Emmanuel Macron a reconnu que les forces coloniales françaises avaient commis un « massacre » contre des tirailleurs africains en 1944 près de Dakar, a déclaré le président sénégalais Bassirou Diomaye Faye.
Un « pas important » vers la vérité. Dans un entretien à l’AFP, le président sénégalais Bassirou Diomaye Faye a indiqué que son homologue français, Emmanuel Macron, avait reconnu ce jeudi que les forces coloniales françaises avaient commis un « massacre » contre des tirailleurs africains près de Dakar en 1944.
« J’ai reçu (jeudi) du président Emmanuel Macron une lettre dans laquelle il reconnaît qu’il s’agissait d’un massacre, très clairement, sans ambiguïté sur les termes. La France a reconnu ce massacre comme elle ne l’a jamais fait », a déclaré Bassirou Diomaye Faye, trois jours avant les commémorations auxquelles les nouvelles autorités sénégalaises entendent accorder une importance particulière.
En effet, à l’approche du 80e anniversaire des événements de Thiaroye, on a vu se multiplier les griefs contre l’ancienne puissance coloniale, les accusations de dissimulation de l’histoire et les demandes de reconnaissance. Dans sa lettre, Emmanuel Macron a évoqué les relations « d’amitié et de fraternité » entre les deux pays, et le devoir réciproque de « vérité et justice ».

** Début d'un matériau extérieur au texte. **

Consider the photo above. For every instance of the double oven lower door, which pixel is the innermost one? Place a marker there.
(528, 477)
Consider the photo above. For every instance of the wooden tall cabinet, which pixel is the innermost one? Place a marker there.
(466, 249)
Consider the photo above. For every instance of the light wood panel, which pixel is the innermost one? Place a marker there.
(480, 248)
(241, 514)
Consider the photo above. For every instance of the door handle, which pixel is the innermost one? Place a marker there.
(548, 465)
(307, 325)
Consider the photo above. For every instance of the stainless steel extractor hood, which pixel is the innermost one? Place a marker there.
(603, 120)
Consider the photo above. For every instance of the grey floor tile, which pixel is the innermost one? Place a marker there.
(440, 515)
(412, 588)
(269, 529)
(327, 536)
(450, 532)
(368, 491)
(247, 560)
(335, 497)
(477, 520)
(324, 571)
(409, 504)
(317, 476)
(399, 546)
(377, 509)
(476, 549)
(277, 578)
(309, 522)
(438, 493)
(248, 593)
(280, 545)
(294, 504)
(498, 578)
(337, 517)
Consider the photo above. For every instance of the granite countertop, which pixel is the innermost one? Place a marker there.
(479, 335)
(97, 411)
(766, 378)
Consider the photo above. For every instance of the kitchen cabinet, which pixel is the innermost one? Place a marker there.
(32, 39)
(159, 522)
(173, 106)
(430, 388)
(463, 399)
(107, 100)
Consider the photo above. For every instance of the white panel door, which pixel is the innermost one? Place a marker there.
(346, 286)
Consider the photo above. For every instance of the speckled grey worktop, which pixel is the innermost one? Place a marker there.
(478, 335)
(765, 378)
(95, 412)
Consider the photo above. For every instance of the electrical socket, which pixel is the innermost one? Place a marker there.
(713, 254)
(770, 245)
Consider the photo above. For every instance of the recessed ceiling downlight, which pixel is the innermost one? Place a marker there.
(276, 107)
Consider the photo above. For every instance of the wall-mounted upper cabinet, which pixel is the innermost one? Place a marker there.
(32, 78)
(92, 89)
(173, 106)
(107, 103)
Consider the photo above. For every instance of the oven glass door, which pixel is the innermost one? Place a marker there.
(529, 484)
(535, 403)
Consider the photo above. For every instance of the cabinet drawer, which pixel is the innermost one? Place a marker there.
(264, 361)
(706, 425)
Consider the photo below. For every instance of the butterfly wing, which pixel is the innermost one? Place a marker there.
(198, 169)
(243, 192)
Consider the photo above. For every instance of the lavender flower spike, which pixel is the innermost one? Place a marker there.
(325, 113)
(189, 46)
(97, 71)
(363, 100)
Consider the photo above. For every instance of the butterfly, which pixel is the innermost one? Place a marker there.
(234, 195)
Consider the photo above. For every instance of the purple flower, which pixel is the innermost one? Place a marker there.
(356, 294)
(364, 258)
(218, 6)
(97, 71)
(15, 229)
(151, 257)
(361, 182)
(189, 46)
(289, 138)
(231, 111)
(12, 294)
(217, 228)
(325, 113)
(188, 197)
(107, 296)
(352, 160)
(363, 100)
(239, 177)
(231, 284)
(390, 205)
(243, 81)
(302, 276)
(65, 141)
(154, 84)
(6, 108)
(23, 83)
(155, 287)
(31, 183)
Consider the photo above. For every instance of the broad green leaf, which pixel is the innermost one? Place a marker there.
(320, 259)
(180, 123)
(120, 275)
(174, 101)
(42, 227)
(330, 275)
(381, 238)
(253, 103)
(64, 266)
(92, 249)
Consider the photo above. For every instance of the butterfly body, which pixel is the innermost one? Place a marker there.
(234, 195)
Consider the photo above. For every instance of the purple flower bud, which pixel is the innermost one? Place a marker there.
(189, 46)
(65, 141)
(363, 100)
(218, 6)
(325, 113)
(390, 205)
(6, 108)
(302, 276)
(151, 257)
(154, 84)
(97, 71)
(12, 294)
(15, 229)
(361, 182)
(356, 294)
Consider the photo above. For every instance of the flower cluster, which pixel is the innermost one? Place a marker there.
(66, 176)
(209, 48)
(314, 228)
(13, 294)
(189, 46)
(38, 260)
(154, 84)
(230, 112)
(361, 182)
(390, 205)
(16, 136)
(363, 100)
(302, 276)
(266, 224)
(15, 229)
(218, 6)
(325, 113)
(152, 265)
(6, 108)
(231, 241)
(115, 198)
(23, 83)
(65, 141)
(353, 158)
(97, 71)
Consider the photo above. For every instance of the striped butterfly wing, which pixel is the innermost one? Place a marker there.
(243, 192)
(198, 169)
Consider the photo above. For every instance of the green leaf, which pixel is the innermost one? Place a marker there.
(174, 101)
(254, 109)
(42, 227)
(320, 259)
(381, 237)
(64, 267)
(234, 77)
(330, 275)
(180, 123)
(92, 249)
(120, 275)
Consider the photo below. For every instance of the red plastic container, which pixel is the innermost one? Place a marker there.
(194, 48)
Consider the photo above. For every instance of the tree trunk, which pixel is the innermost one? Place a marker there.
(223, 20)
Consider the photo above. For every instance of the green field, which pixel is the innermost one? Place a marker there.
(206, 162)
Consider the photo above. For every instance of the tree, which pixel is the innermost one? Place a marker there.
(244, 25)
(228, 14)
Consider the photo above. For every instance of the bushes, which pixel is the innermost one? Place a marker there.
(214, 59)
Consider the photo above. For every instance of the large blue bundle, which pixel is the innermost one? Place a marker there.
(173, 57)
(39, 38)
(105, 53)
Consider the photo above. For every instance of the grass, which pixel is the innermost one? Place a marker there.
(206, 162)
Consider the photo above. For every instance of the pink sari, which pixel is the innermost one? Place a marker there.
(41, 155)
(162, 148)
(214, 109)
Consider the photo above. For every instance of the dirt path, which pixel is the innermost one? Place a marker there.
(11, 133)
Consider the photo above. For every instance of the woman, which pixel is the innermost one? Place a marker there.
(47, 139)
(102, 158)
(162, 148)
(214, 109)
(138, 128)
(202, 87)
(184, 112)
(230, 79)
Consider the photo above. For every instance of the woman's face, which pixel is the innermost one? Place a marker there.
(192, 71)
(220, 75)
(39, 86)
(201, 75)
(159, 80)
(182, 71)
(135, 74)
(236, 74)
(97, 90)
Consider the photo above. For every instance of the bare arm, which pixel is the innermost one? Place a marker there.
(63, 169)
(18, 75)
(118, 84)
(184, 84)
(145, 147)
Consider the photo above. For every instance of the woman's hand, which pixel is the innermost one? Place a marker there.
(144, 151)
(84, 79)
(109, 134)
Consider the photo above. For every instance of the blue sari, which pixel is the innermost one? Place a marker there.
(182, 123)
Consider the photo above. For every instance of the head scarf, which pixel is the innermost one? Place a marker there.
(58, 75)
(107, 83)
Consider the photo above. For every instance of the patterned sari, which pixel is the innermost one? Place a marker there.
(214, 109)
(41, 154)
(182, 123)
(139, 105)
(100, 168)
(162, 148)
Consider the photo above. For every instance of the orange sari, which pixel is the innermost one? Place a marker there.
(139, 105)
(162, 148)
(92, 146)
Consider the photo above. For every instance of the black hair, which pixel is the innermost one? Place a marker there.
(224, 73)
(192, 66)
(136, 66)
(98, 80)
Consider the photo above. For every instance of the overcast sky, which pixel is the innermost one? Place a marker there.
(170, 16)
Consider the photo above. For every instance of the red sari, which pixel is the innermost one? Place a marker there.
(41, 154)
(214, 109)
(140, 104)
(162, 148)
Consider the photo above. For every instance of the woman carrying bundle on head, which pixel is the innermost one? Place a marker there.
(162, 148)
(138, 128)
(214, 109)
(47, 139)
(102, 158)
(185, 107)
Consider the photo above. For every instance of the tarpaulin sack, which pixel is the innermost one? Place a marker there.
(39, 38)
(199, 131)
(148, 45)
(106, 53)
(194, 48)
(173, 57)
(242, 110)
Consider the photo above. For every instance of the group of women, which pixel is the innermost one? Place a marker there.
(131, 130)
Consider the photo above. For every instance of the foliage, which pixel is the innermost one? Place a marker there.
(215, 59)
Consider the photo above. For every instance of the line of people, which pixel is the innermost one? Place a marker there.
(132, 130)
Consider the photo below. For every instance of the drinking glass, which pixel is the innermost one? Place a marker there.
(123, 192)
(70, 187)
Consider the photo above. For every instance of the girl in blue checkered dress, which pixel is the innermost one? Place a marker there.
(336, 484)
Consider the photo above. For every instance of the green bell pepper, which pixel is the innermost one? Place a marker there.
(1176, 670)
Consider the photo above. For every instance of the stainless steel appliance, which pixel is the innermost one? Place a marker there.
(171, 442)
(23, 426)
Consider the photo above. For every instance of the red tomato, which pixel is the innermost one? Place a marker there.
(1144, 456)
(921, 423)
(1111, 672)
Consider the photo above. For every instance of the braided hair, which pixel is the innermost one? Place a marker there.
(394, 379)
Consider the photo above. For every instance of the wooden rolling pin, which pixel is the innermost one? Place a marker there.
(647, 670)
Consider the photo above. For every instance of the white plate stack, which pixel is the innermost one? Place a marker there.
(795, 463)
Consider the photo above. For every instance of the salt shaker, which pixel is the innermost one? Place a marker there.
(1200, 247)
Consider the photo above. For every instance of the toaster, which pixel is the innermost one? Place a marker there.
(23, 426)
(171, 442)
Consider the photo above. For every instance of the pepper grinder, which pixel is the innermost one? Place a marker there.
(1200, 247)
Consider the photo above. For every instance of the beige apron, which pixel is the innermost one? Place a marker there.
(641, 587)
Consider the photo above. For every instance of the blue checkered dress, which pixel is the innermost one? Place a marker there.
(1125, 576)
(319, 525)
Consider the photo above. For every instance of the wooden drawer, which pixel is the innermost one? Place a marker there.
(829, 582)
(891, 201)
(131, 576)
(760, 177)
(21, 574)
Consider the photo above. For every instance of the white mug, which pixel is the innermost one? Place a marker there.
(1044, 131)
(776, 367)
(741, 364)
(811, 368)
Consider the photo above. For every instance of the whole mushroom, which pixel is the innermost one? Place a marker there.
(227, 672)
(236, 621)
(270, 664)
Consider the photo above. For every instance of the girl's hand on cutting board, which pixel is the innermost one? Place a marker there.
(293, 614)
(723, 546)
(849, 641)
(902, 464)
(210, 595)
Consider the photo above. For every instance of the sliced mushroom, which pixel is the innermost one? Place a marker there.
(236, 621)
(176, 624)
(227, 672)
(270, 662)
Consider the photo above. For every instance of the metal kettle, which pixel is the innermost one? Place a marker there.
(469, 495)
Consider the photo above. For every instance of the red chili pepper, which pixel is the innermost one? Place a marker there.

« Il faut donc regarder les événements survenus à Thiaroye le 1er décembre 1944. De ce point de vue, la France doit reconnaître que ce jour-là, l’affrontement entre militaires et tirailleurs qui réclamaient que la totalité de l’argent lui soit versée à leur juste titre payer, a déclenché un enchaînement d’événements menant à un massacre”, écrit-il, regrettant de ne pouvoir participer aux commémorations du dimanche 1er décembre, où la France sera représentée par son ministre des Affaires étrangères, Jean-Noël Barrot.
Des zones grises persistent
Fin 1944, plus de 1 600 tirailleurs – anciens prisonniers de guerre des Allemands ayant participé aux combats de 1940 – étaient regroupés à Thiaroye. Il ne s’agissait pas seulement de Sénégalais, mais d’hommes originaires d’autres possessions françaises d’Afrique.
Le 1er décembre 1944, deux semaines après leur arrivée au camp, alors qu’ils réclament le paiement de leurs arriérés de soldes et de diverses primes et indemnités de combat, les forces coloniales leur tirent dessus. Les autorités françaises de l’époque avaient reconnu la mort d’au moins 35 personnes. Plusieurs historiens avancent un nombre de victimes beaucoup plus élevé, pouvant atteindre plusieurs centaines.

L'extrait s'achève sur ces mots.